It doesn't appear to be related to inline source maps. When source maps aren't enabled, we skip all the extra work and don't pass any source map-related info to the HBC command. If the bundle is larger, it's seemingly coming from the hermesc
command and not from Expo CLI.
I'm considering just always enabling source maps and throwing away the results as a hack to work around the size increase. Here's my findings:
- Is it much slower to always enable source maps? Let's profile just the hermes command with source maps provided:
- Source maps enabled: ~1.2s
- Source maps disabled: ~815ms
- Baseline bundle (
--no-bytecode
, no source maps, full cache) is about 1.9s, so this 1.2s is a notable increase overall. We should avoid needlessly generating code and not using it. I'd lean toward figuring out what's going on in the HBC command.
- Will wait to hear from the Hermes team before continuing. It's likely meaningful data that's being added to the bundle and I'm not super interested in solving bugs related to HBC being broken without the upstream-intended debug data.
Was pondering the [Debug offsets...
lines, and figured I'd check the HBC output again.
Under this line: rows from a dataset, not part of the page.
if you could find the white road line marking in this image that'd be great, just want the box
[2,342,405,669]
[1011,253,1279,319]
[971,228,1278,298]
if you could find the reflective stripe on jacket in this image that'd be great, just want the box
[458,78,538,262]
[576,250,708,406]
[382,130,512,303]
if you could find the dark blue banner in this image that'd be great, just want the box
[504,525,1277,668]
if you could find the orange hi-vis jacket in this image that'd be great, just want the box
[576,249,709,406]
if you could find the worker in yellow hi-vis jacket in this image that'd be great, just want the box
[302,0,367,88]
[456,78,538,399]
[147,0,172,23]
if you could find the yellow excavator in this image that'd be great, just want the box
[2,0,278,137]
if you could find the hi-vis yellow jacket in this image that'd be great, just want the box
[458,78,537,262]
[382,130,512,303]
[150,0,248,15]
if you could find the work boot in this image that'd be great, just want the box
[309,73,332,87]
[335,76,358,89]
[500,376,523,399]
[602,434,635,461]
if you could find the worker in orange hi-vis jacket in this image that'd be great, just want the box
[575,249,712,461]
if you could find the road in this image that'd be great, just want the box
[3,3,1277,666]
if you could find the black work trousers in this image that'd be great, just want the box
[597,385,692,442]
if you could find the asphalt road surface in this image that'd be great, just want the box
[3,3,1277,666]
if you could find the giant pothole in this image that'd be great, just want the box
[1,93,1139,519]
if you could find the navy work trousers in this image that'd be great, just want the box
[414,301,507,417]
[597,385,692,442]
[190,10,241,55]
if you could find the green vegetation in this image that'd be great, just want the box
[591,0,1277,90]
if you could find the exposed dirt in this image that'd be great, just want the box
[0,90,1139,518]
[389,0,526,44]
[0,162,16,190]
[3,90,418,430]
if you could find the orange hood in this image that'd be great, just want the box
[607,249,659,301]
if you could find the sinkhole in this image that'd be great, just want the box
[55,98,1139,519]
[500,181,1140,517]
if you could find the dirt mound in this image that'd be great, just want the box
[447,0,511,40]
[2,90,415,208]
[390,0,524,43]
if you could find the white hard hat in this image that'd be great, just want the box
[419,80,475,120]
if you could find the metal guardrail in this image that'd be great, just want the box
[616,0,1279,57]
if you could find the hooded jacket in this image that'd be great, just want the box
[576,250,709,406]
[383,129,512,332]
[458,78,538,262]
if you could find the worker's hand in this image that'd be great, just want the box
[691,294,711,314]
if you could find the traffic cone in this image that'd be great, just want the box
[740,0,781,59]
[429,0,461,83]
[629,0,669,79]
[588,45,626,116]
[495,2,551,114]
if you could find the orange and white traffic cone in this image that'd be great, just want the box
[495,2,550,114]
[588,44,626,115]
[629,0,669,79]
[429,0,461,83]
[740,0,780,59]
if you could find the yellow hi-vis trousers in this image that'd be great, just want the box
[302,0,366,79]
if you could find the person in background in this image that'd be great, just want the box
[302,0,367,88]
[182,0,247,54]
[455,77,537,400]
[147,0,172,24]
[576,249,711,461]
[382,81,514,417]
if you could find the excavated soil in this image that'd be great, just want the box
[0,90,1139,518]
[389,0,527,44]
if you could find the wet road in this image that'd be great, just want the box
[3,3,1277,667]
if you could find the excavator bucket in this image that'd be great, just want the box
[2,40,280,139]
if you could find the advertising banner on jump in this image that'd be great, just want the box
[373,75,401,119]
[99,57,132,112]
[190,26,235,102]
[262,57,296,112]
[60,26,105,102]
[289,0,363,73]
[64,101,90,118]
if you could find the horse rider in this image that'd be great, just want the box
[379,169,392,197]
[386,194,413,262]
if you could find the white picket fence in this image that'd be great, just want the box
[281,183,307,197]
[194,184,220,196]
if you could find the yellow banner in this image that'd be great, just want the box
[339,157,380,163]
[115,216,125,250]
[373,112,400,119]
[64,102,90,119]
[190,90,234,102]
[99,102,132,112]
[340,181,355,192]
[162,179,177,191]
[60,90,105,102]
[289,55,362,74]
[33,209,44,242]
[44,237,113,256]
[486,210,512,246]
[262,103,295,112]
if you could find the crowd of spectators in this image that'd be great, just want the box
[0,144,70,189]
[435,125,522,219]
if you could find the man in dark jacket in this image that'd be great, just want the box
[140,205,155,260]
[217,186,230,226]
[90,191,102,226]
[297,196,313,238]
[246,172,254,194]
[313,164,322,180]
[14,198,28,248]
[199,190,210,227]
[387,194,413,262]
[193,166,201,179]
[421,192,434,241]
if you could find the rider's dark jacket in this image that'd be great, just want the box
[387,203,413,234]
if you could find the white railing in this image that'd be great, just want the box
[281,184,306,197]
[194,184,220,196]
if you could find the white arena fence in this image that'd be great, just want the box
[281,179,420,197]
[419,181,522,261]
I was a little confused by this part:
Choose optimization level:
-O0 - No optimizations
-Og - Optimizations suitable for debugging
-O - Expensive optimizations
Because we use -O
, and not -Og
, I figured debugging wasn't enabled. This was not the case. Adding -g0
made the bundles just as small as when source maps are enabled!
So it seems like when source maps are skipped, debug info is injected by Hermes to compensate. I'd still like to understand how these debug traces are used before choosing to enable/disable them in Expo CLI (I'd like to avoid adding extra options to the CLI).